L’Anxure, qui est aussi un recueil de poèmes de Guy Benoit, coule dans les veines, coule dans les yeux, coule dans ce qui coule.

Guy Benoit ? « Poète et encore moins, mais de plus en plus allergique aux bidouilleurs de langue. »

Un ruminant vivant à Sacé, en Mayenne, c’est beaucoup.

Né en 1941, puis en 1968, puis.

Pas un payeur de mots, mais un pauvre hère parlant un peu, ou droit dans le silence.

Un veilleur, comme un bosquet d’ipomées.

Le poète ne peut pas grand-chose, il est de la pénombre, parfois ambitionne d’être un boqueteau.

Ambitionne la tranquillité absolue, l’au-delà des affects, des percepts et des concepts, simplement être un objet qui résonne.

S’il est patient, « immobile / au travers des vitres sales », la mélancolie le fuira.

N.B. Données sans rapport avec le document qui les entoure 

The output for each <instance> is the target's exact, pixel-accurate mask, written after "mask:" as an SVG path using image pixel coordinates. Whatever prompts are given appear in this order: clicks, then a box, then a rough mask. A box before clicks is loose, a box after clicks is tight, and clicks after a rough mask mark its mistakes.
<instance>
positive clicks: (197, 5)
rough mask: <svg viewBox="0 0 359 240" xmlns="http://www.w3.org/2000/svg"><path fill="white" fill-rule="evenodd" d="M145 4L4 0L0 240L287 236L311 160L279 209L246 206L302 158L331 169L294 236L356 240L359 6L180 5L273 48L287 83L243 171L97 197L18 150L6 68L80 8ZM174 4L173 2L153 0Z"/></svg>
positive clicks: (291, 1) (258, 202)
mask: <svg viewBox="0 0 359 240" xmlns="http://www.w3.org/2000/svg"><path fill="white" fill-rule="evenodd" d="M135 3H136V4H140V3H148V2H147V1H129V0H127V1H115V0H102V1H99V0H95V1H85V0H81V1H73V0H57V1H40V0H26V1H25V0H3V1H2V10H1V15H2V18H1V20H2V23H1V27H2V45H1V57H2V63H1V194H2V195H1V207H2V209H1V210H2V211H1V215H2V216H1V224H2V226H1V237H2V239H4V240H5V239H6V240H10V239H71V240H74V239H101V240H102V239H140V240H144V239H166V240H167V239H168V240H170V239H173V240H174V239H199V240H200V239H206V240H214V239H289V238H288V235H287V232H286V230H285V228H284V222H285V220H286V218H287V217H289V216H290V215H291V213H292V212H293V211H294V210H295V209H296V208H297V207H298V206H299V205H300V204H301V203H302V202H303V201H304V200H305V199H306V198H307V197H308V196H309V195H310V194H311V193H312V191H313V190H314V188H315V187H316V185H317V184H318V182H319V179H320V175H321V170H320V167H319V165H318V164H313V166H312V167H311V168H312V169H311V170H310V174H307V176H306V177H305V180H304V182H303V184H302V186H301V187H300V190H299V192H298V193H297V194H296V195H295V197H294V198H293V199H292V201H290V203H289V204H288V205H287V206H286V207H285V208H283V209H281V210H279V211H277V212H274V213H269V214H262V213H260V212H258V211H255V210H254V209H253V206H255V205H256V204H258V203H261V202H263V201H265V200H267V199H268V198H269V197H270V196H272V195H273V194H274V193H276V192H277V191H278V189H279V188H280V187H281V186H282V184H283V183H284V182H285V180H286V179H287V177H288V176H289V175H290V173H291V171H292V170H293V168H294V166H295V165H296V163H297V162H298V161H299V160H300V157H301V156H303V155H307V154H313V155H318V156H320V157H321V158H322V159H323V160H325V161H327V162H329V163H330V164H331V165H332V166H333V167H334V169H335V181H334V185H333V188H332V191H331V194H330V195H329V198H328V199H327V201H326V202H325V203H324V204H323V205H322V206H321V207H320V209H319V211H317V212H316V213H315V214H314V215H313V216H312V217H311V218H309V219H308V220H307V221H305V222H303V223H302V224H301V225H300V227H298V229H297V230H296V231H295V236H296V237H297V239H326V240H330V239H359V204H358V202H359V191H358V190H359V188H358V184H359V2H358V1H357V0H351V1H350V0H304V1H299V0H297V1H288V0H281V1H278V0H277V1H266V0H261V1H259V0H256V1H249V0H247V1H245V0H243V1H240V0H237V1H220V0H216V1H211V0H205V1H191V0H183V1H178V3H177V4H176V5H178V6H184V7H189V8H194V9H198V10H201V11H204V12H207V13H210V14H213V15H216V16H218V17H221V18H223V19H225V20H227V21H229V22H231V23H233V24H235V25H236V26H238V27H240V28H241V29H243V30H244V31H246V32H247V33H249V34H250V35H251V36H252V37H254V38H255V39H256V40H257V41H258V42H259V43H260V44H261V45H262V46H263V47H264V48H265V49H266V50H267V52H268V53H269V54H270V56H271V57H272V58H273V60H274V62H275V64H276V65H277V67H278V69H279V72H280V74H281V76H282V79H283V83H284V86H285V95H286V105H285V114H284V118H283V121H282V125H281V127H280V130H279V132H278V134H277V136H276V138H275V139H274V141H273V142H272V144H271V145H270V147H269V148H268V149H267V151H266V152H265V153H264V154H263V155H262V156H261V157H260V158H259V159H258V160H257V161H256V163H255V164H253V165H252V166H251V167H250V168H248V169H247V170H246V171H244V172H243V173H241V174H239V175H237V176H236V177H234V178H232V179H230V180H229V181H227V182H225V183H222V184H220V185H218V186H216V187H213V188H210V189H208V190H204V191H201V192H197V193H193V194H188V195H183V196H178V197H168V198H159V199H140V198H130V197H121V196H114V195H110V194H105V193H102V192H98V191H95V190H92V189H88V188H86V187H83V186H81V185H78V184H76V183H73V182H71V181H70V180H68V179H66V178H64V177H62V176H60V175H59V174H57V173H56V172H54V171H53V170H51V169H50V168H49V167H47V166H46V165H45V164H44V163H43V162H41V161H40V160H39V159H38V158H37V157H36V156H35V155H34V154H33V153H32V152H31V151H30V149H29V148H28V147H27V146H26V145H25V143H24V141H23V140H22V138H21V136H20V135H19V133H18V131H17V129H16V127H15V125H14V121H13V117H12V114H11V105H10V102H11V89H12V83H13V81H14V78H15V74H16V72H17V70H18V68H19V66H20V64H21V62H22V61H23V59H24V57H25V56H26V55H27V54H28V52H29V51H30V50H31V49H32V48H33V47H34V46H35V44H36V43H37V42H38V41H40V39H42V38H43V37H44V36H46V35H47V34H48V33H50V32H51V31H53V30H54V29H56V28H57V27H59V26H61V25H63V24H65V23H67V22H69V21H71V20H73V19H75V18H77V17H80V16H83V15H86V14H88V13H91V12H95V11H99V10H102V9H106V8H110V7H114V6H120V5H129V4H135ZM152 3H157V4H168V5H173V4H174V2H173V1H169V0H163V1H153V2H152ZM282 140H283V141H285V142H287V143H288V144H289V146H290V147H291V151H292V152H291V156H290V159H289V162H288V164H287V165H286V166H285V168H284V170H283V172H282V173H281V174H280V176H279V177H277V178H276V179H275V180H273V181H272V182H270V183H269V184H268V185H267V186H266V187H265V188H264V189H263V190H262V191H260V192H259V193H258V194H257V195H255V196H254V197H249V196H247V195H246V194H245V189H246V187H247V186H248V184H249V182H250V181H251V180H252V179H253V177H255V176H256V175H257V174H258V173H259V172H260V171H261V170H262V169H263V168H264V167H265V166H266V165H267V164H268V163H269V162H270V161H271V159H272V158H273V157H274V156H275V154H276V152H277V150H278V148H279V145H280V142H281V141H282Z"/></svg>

« sous un ciel noyé / de reflets d’ardoises, ma mort // se prépare à mourir // couramment me dépasse / d’une obscurité // par-delà les haies / où il y a longtemps »

Chacun se cogne à son cadavre, espoir de ce heurt.

On rôde, on traîne, on se gratte le crâne sous l’infini, on se tait. D’ailleurs, a-t-on jamais commencé à parler ?

« s’en fout le temps / jamais à la même heure // proche de la fin / mais pas tout à la fin // l’ultime »

Jean-Claude Leroy, son préfacier en ces circonstances éditoriales (vingt-septième titre des éditions Les Hauts-Fonds), dit de lui : « Guy Benoit n’avertit en rien, attaquant des pans de mur et d’horizons bouchés où les fenêtres sont rares, quelque part entre la mort d’ici, quotidienne et maquillée, et la mort qui prévient trop mais pas assez. »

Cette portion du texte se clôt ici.